In Psalm 10, the writer clarifies for us certain truths about wicked people so we can recognize and identify them when they come into our presence. They are “arrogant, they victimize the weak, they boast and revile the LORD; they are proud, they lie and reject the truth and the laws of God” (verses 1:11). In addition, Psalm 10 reminds us that “the LORD is King forever” and that “He defends orphans and the oppressed” people so that man will no longer terrify” the earth (verses 10-18). God promises to take up vengeance for His people.
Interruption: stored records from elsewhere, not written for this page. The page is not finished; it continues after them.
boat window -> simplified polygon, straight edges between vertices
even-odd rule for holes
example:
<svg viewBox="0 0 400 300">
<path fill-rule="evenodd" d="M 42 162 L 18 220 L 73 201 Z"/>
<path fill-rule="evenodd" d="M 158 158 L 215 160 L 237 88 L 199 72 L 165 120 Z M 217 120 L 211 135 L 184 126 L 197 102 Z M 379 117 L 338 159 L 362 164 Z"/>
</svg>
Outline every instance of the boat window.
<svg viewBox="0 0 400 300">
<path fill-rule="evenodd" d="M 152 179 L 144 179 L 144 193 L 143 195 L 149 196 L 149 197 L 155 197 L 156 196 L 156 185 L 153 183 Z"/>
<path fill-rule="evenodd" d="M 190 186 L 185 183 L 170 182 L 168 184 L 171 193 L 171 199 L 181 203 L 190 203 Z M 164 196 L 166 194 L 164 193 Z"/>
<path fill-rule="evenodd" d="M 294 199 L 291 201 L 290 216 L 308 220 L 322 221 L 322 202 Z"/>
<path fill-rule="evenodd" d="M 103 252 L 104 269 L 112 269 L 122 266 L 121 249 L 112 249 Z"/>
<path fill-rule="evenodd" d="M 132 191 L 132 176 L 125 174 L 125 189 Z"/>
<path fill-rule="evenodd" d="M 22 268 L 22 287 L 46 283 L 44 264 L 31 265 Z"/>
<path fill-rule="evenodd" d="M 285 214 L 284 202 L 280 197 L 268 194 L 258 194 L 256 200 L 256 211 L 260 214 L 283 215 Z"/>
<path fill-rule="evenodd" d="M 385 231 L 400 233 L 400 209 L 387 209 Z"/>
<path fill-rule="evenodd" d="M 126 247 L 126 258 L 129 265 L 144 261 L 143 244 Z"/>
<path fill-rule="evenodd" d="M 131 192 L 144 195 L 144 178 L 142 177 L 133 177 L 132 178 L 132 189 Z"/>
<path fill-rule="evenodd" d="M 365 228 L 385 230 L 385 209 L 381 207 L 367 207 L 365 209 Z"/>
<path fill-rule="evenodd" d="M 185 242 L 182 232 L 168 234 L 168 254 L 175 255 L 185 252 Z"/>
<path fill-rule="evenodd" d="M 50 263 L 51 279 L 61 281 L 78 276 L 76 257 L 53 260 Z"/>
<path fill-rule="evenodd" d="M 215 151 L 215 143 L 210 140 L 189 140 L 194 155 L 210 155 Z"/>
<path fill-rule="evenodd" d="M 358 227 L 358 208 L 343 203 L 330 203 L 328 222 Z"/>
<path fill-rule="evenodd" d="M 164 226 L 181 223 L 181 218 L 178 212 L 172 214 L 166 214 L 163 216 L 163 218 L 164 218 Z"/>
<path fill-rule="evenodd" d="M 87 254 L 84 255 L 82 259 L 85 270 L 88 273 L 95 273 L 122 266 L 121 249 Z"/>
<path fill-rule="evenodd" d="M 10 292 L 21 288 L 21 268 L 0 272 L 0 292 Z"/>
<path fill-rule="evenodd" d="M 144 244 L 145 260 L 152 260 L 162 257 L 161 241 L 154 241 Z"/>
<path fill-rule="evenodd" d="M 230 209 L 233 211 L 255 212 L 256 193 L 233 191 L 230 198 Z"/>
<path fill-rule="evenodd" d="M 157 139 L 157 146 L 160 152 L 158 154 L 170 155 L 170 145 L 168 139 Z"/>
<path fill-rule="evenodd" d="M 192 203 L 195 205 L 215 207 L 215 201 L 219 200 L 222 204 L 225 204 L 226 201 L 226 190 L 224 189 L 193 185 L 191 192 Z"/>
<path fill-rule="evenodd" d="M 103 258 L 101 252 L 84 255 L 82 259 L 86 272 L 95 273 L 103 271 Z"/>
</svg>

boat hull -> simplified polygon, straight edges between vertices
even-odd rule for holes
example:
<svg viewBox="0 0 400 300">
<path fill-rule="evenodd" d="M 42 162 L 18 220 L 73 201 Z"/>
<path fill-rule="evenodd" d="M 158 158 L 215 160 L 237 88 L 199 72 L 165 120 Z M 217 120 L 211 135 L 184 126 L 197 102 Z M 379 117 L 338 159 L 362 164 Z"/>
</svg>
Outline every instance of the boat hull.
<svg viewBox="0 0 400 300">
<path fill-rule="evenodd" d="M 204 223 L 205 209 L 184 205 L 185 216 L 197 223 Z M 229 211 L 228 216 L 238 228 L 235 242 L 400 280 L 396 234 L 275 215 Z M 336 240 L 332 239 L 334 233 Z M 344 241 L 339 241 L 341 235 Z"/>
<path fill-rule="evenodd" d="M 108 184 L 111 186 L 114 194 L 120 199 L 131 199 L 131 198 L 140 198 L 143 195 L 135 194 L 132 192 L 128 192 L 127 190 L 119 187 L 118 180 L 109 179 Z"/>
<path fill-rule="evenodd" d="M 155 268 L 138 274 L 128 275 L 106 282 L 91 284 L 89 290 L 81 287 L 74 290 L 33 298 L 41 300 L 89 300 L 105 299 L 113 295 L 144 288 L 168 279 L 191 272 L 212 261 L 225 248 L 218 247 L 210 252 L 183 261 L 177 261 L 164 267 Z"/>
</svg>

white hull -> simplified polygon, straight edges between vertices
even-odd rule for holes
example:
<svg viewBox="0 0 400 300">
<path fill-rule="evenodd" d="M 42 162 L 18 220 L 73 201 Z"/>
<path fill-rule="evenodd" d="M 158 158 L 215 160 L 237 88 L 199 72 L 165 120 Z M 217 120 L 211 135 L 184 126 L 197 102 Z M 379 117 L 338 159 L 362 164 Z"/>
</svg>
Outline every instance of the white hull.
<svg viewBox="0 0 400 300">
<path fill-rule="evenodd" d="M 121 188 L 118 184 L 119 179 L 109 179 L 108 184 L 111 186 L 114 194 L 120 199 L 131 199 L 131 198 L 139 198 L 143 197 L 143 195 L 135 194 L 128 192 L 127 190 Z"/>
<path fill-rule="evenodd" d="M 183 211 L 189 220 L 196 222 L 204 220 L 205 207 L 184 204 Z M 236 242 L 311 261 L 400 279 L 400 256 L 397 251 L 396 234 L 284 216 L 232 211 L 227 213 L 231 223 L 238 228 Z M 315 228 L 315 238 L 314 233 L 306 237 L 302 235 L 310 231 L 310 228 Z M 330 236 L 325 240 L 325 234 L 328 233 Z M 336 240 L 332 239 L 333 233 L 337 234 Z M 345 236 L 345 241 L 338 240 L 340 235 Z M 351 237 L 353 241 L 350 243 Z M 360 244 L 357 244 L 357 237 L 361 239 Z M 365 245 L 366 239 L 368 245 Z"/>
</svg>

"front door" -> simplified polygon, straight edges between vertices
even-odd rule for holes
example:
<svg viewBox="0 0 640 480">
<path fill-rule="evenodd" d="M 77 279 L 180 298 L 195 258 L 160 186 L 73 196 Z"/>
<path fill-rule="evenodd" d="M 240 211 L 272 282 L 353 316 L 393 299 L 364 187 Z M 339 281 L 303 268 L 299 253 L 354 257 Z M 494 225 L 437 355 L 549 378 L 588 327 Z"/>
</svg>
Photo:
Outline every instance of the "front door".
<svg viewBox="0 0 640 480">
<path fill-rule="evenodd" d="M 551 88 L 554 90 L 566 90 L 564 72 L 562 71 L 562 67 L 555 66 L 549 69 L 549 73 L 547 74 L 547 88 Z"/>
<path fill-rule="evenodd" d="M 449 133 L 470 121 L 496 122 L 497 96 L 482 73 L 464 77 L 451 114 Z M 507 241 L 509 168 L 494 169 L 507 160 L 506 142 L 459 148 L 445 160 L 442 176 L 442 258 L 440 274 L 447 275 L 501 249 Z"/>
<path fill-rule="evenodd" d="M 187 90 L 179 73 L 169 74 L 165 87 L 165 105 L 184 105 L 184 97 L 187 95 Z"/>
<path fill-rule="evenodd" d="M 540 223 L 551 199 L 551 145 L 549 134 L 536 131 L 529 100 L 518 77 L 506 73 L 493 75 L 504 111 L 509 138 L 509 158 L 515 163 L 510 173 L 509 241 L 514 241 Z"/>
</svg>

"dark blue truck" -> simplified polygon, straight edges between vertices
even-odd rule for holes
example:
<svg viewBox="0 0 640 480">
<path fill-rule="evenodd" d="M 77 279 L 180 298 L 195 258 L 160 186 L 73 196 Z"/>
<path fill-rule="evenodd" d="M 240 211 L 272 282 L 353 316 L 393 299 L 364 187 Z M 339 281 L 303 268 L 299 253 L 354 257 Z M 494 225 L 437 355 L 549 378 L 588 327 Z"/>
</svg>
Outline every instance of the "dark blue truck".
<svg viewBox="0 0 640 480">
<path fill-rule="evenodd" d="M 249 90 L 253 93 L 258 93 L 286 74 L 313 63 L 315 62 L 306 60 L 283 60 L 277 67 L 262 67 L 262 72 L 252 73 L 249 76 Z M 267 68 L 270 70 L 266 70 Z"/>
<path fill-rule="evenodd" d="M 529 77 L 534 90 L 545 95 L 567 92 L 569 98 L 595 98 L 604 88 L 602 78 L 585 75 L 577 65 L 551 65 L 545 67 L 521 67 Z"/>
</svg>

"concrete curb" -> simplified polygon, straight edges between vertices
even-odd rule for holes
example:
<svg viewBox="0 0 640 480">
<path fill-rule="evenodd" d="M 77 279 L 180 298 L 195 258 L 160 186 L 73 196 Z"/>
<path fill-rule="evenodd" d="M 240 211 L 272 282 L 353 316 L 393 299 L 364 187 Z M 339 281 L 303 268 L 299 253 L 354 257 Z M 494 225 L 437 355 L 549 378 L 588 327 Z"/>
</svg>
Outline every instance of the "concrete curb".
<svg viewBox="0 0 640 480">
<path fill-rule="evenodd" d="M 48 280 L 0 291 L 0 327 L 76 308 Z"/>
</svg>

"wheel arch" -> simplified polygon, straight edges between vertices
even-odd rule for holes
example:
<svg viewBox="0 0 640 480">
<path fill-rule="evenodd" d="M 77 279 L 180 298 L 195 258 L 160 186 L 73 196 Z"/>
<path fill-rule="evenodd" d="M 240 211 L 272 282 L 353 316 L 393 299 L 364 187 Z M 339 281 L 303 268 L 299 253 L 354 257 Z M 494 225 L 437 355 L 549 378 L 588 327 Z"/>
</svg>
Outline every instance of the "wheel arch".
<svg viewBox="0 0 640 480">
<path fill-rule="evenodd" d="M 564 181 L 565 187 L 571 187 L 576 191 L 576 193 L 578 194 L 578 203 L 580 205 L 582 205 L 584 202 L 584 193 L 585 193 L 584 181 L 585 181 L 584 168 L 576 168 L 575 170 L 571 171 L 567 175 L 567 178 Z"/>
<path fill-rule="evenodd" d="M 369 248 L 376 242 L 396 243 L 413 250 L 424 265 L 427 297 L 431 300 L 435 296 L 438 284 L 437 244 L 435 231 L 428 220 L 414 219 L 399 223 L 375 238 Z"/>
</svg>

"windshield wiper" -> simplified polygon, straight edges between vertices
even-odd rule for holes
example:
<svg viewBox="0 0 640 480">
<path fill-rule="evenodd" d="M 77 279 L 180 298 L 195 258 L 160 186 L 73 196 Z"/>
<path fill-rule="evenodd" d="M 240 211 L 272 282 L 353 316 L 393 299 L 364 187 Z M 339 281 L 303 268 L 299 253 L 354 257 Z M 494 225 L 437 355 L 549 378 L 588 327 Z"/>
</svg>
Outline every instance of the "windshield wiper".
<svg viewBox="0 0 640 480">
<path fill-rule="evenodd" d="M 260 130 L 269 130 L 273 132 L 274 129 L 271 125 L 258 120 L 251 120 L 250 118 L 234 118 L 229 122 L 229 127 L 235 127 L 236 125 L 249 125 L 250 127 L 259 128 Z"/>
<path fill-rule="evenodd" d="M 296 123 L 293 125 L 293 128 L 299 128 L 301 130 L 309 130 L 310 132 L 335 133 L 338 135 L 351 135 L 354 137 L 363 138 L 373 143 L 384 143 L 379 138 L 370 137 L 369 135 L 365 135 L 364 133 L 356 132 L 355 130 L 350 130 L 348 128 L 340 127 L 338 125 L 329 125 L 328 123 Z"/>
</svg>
In Matthew 12:46 – 13:17, Jesus begins by identifying for us the true members of His family. He doesn’t deny His birth mother or brothers, but He adds that the real members of His family are those “who do the will of His Father in heaven” (verse 49). This is a classic illustration of what Jesus meant when He talked about the place for “new wine” is not in “old wineskins” (cf., Matthew 9:15). He also came to bring in new relationships. In chapter 13, Jesus begins to teach in parables. A parable is a didactic story that projects one thing by the side of another for comparison or contrast. In Scripture, parables are always occasioned by some inattentiveness or unreceptiveness on the part of their hearers. This indicates that Jesus specifically understood the precise need for His hearers to hearken to what He was teaching – His teachings exactly addressed their needs – even when they were completely unaware of their own needs. We notice that He spoke in parables because “though seeing, they do not see; though hearing, they do not hear or understand” (verse 13). Jesus began with the parable of the Sower, and its purpose is to communicate that the kingdom of God does not come in the way that the Jews (or we) would expect or understand it. It does not come in with pomp and power; it comes in by the Word of God. May God grant us the capacity to follow after the truths He has taught us in His Word!